"We shouldn't bring opera to the movies; we should bring people from the movies to the opera," he said.
The incoming City Opera chief was almost certainly speaking out of personal ideology rather than concern about cinema simulcasts drawing audiences away from live opera. So far, at least, any such worries would seem unfounded. The Met saw its first increase in ticket sales in six years in the 2006-07 season, the first to include the movie theater presentations, and early ticket sales for the new season have been extremely successful so far. What's more, at least a few regional U.S. opera companies, far from feeling threatened by the Met's simulcasts, have been actively promoting them, seeing them as a way to win new fans for the art form.

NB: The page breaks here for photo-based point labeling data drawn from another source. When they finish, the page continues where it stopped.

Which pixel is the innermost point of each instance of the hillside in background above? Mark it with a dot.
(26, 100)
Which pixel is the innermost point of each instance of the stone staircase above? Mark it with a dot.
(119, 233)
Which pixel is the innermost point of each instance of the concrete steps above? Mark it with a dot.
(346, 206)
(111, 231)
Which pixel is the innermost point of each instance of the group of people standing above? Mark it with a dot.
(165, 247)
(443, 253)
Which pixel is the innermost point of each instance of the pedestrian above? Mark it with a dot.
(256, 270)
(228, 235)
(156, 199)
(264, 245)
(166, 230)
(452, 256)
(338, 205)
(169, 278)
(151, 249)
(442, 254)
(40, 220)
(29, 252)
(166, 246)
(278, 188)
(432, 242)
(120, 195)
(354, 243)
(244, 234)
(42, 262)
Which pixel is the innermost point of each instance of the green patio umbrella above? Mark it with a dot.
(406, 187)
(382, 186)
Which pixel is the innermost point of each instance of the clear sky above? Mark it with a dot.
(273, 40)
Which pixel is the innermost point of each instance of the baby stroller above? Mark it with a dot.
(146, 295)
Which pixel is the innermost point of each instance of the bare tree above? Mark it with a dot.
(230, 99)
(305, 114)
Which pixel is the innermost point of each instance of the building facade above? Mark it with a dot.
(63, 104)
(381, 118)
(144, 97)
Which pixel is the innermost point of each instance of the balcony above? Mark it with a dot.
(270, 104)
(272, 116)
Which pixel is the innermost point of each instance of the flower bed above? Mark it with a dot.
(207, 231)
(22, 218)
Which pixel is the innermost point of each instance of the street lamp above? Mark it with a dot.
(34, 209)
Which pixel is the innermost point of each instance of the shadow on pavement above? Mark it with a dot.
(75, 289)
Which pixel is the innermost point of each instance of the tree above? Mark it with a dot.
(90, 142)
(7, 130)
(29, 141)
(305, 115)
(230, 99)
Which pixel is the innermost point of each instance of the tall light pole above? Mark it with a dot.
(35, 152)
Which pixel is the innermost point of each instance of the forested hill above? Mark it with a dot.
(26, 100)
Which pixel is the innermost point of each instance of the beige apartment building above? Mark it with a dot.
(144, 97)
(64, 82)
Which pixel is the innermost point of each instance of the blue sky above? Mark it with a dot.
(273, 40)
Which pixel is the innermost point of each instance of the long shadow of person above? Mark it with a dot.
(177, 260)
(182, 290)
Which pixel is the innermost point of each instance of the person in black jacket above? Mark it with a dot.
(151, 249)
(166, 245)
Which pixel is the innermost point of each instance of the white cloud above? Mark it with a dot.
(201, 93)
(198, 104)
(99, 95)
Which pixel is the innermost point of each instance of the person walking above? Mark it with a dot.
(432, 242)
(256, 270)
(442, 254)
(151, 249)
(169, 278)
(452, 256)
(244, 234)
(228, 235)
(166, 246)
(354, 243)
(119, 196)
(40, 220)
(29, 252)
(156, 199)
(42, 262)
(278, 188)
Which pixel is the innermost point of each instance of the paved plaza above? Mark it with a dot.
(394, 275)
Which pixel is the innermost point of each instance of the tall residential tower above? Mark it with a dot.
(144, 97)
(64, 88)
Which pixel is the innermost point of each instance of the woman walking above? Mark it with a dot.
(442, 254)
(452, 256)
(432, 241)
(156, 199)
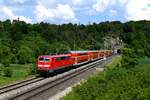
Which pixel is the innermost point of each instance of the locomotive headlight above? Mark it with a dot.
(39, 65)
(46, 65)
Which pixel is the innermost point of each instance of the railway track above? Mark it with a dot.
(11, 87)
(31, 88)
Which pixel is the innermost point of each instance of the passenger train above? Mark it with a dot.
(51, 63)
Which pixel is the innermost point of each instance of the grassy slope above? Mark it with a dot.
(116, 84)
(20, 72)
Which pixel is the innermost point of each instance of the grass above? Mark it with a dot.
(20, 72)
(116, 83)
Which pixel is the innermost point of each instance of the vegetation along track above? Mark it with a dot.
(17, 85)
(38, 87)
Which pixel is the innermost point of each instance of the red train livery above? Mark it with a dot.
(51, 63)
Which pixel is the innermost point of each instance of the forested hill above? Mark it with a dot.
(22, 43)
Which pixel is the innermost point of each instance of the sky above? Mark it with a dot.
(74, 11)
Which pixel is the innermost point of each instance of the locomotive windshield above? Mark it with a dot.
(44, 59)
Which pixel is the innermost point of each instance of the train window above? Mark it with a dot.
(44, 59)
(62, 58)
(65, 58)
(58, 58)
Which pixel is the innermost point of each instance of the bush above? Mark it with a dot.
(8, 72)
(6, 62)
(129, 58)
(32, 70)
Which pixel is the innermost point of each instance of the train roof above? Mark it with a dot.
(82, 51)
(59, 55)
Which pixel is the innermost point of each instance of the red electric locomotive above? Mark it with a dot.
(51, 63)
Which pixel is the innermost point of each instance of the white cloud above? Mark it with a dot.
(138, 10)
(62, 12)
(77, 2)
(20, 1)
(9, 13)
(43, 13)
(101, 5)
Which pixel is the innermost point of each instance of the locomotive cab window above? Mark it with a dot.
(44, 59)
(62, 58)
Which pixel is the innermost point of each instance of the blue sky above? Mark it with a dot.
(75, 11)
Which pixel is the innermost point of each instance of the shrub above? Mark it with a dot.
(32, 70)
(6, 62)
(129, 58)
(8, 72)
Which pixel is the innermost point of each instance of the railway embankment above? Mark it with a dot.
(115, 82)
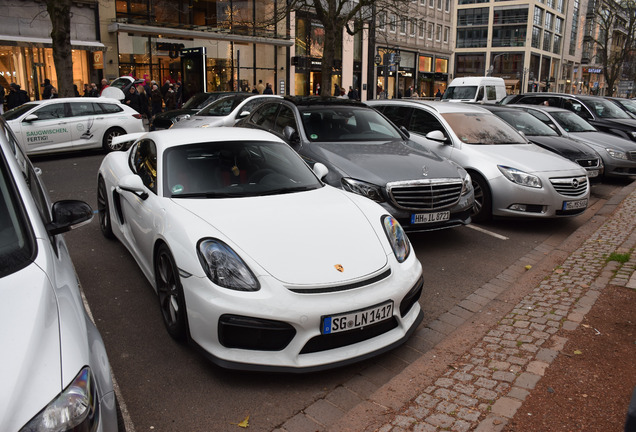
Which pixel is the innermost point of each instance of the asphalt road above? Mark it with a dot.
(166, 386)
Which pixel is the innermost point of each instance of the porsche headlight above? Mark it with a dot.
(368, 190)
(397, 237)
(617, 154)
(520, 177)
(76, 408)
(224, 267)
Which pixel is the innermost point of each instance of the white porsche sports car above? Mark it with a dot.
(253, 257)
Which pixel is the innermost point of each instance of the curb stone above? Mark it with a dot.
(486, 384)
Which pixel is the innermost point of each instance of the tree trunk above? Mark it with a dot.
(60, 14)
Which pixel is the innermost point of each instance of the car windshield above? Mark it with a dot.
(222, 106)
(482, 128)
(526, 123)
(18, 111)
(346, 124)
(16, 247)
(235, 169)
(463, 92)
(120, 83)
(628, 104)
(572, 122)
(605, 109)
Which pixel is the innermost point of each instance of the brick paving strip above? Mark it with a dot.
(477, 383)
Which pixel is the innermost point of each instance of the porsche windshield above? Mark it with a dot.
(349, 123)
(481, 128)
(234, 169)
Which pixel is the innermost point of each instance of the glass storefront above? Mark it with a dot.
(29, 66)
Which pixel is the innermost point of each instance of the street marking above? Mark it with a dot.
(490, 233)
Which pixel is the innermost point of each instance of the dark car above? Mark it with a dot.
(627, 105)
(598, 111)
(368, 155)
(544, 136)
(618, 154)
(166, 119)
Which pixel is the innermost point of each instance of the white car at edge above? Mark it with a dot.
(55, 373)
(65, 124)
(254, 259)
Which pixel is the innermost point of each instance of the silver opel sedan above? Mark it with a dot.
(511, 176)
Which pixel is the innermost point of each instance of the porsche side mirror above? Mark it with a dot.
(133, 183)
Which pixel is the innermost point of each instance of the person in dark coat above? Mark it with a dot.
(156, 100)
(132, 100)
(16, 96)
(46, 91)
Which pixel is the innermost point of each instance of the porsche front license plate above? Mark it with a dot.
(574, 205)
(354, 320)
(430, 217)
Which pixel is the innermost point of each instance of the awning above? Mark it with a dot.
(47, 43)
(204, 33)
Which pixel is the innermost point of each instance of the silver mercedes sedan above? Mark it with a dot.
(511, 176)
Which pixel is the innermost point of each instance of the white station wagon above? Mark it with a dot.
(63, 124)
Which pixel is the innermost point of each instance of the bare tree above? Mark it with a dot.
(614, 38)
(335, 16)
(60, 14)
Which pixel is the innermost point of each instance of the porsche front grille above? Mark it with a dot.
(425, 195)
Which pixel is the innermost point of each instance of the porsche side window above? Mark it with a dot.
(145, 163)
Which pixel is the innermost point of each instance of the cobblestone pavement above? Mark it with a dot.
(488, 383)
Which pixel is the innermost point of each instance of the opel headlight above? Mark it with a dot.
(397, 237)
(224, 267)
(520, 177)
(617, 154)
(76, 408)
(368, 190)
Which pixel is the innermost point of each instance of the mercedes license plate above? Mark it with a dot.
(357, 319)
(430, 217)
(574, 205)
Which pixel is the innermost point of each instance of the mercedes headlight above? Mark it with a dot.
(76, 408)
(520, 177)
(224, 267)
(368, 190)
(617, 154)
(397, 237)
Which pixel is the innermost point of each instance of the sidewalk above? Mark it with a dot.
(496, 345)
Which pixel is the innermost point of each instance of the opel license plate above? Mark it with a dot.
(430, 217)
(357, 319)
(574, 205)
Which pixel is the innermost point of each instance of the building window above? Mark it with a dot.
(382, 21)
(472, 37)
(547, 41)
(536, 37)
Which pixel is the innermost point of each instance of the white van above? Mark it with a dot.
(475, 89)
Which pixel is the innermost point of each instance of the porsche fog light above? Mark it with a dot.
(368, 190)
(224, 267)
(520, 177)
(397, 237)
(76, 408)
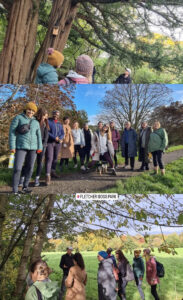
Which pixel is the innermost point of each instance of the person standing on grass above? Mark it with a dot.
(88, 138)
(76, 279)
(115, 141)
(25, 140)
(102, 148)
(151, 273)
(66, 263)
(46, 72)
(67, 148)
(128, 145)
(138, 270)
(122, 267)
(42, 287)
(157, 144)
(79, 143)
(144, 137)
(105, 278)
(56, 135)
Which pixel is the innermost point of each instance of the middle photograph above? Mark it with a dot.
(111, 138)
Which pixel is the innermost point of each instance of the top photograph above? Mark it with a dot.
(91, 41)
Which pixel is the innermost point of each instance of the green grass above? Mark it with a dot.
(171, 287)
(145, 183)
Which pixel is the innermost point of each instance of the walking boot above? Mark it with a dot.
(48, 179)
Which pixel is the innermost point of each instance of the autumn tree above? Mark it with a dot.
(116, 31)
(133, 103)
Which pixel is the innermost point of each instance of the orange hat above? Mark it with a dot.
(55, 58)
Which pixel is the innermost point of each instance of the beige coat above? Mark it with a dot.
(75, 284)
(67, 149)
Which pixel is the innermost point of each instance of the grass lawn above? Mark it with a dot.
(171, 183)
(171, 286)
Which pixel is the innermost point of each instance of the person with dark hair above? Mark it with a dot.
(124, 78)
(41, 287)
(56, 135)
(138, 270)
(151, 272)
(76, 279)
(115, 140)
(25, 140)
(79, 143)
(128, 145)
(88, 138)
(122, 267)
(66, 263)
(105, 278)
(144, 137)
(46, 72)
(67, 148)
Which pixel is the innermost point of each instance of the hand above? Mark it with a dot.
(39, 151)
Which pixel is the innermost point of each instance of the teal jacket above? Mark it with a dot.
(158, 140)
(29, 141)
(46, 74)
(138, 267)
(49, 291)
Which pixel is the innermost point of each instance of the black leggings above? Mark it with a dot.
(154, 292)
(157, 159)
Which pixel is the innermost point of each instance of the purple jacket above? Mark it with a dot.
(115, 138)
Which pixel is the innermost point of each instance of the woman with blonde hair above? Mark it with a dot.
(102, 147)
(76, 279)
(157, 144)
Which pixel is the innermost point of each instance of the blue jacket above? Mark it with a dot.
(132, 143)
(56, 129)
(46, 74)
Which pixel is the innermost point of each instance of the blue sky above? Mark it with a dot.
(87, 96)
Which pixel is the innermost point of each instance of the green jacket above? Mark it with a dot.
(49, 290)
(158, 140)
(31, 140)
(138, 267)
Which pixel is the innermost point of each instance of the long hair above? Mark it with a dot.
(121, 255)
(39, 116)
(79, 259)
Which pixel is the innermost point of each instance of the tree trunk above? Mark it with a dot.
(22, 272)
(42, 229)
(20, 40)
(62, 15)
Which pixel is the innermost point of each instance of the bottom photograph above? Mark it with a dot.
(56, 247)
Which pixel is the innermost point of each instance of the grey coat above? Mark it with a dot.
(106, 280)
(132, 143)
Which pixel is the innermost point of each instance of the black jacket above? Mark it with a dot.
(124, 80)
(67, 260)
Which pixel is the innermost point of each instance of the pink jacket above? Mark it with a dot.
(151, 273)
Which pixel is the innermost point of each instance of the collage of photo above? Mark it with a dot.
(91, 150)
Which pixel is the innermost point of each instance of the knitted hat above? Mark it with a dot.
(103, 254)
(55, 58)
(32, 106)
(84, 65)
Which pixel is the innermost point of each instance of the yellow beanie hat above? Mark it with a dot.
(55, 58)
(32, 106)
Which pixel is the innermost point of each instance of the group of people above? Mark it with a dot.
(113, 276)
(35, 136)
(83, 74)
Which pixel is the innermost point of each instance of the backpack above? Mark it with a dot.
(160, 269)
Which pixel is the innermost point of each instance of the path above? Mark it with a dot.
(92, 181)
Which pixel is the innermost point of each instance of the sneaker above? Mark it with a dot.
(21, 182)
(114, 172)
(37, 183)
(26, 190)
(83, 168)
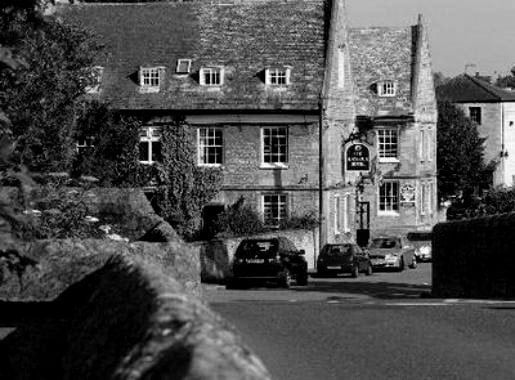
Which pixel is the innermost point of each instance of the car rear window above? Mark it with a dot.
(259, 248)
(384, 243)
(337, 250)
(419, 236)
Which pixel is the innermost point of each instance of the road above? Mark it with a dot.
(376, 327)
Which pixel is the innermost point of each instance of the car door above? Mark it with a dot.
(360, 257)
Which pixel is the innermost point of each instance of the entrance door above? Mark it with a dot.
(363, 232)
(209, 217)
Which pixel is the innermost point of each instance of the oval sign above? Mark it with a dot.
(358, 158)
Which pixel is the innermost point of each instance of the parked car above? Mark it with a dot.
(421, 241)
(343, 258)
(273, 259)
(391, 252)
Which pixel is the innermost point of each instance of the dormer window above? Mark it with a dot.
(211, 76)
(183, 66)
(277, 76)
(150, 78)
(96, 80)
(386, 88)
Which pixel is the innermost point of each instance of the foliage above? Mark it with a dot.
(41, 98)
(239, 219)
(460, 154)
(113, 159)
(494, 201)
(439, 79)
(306, 221)
(183, 188)
(506, 81)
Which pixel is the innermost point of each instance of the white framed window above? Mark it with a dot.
(210, 146)
(275, 209)
(337, 215)
(96, 79)
(426, 198)
(150, 78)
(389, 198)
(84, 145)
(183, 66)
(274, 143)
(277, 76)
(149, 145)
(346, 211)
(211, 76)
(475, 114)
(341, 68)
(425, 145)
(387, 144)
(386, 88)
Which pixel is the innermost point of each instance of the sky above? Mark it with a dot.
(480, 32)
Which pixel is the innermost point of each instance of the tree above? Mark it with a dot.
(42, 98)
(460, 154)
(440, 79)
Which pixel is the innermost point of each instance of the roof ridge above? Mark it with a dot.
(479, 83)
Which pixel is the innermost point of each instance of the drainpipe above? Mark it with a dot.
(320, 172)
(502, 145)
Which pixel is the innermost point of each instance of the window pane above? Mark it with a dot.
(156, 151)
(143, 151)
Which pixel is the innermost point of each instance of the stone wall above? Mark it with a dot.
(216, 255)
(129, 320)
(57, 264)
(474, 258)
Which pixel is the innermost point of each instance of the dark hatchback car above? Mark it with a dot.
(343, 258)
(274, 259)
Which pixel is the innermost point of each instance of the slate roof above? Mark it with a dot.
(245, 38)
(467, 89)
(382, 53)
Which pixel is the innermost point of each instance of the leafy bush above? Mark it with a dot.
(239, 220)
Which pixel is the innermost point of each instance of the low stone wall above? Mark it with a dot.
(129, 320)
(53, 265)
(475, 258)
(216, 255)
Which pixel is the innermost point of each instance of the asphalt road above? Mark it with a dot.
(376, 327)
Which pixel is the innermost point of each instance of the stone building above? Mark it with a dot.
(277, 92)
(493, 111)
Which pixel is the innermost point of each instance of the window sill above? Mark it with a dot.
(386, 160)
(274, 166)
(148, 90)
(210, 165)
(388, 213)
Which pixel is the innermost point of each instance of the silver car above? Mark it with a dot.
(391, 252)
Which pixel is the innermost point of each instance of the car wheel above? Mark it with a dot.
(285, 279)
(401, 265)
(302, 279)
(232, 283)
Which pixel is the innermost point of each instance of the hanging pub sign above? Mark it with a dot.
(407, 194)
(358, 158)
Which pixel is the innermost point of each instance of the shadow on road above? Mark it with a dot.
(383, 290)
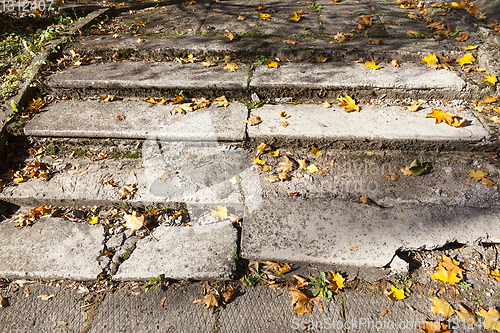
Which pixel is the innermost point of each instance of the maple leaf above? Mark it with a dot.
(478, 174)
(372, 65)
(312, 168)
(316, 152)
(365, 200)
(271, 178)
(451, 265)
(221, 101)
(258, 161)
(434, 327)
(466, 59)
(336, 281)
(228, 294)
(133, 221)
(300, 302)
(441, 306)
(348, 103)
(446, 276)
(232, 66)
(286, 166)
(127, 191)
(341, 37)
(466, 317)
(414, 106)
(295, 17)
(364, 21)
(299, 281)
(302, 164)
(395, 294)
(430, 58)
(470, 47)
(261, 148)
(210, 301)
(491, 79)
(253, 121)
(272, 64)
(221, 212)
(321, 58)
(491, 318)
(440, 116)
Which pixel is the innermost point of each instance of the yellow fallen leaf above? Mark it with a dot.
(253, 121)
(468, 58)
(300, 302)
(232, 66)
(336, 281)
(312, 168)
(221, 212)
(272, 64)
(470, 47)
(478, 174)
(395, 294)
(441, 306)
(446, 276)
(321, 58)
(221, 101)
(491, 79)
(414, 106)
(133, 221)
(315, 151)
(348, 103)
(365, 200)
(491, 321)
(430, 58)
(372, 65)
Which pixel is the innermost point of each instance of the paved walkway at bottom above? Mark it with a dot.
(253, 309)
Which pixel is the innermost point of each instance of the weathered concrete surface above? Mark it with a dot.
(32, 252)
(100, 120)
(373, 123)
(120, 312)
(28, 313)
(141, 79)
(334, 231)
(408, 80)
(270, 310)
(169, 173)
(199, 252)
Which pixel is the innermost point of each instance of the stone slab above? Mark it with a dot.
(28, 313)
(94, 119)
(333, 231)
(372, 123)
(168, 173)
(388, 80)
(199, 252)
(32, 252)
(141, 78)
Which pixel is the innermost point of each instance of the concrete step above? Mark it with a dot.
(315, 81)
(375, 126)
(77, 252)
(138, 120)
(323, 230)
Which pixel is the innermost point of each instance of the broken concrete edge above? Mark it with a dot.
(26, 90)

Mortier also expressed strong opinions about the operatic canon and the design of new theaters, according to DPA. He even offered a new revolutionary slogan: "Out of the houses!"
He was referring to opera houses, which, he pointed out, have for centuries had only two basic forms: the Greek-style amphitheater and the Italian layout with orchestra-level seating, tiers and boxes. "There have only been four architects who had innovative ideas for opera house design," Mortier said. "Palladio, Schinkel, Scharoun and Wagner." (The 16th-century architect Andrea Palladio created the modern indoor theater with proscenium stage; Karl Friedrich Schinkel developed, with his 1821 Schauspielhaus, now the Konzerthaus in Berlin, a theater which incorporated fly space and lighting above the stage and machinery underneath it; Hans Scharoun pioneered, in the Berlin Philharmonie, the "vineyard" style of auditorium with terraced seating rising around the stage on all sides; Richard Wagner's Festspielhaus in Bayreuth features a recessed, covered orchestra pit and a double proscenium.)
"If we get no more new [styles of] theater," said Mortier, "let's not build any more, but rather play in industrial buildings in the future." (The incoming City Opera head has already revealed his plan to present Messiaen's Saint-Fran‹ois d'Assise at the Seventh Regiment Armory on Park Avenue as part of his first New York season.)
As for the standard operatic repertoire, Mortier thinks it should be reduced to "a healthy size," according to DPA, suggesting to his Frankfurt audience that, a century from now, there ought to be as many works from the current repertoire surviving in active performance as there are now of Greek tragedy — which is to say, only a few, but the important ones. "Opera ought not be a supermarket with a little bit of everything," he said. "I, at least, would be very happy if certain operas were to disappear from the repertoire completely."
Which works might those be? "I hate 'veristic' operas," he said, referring not just to the works classified as verismo, such as Cavalleria rusticana and Pagliacci, but also to operas such as Puccini's, citing their attempts to illustrate reality on the stage. "They did not understand what opera is. Verisimilitude and opera — that is a contradiction in itself."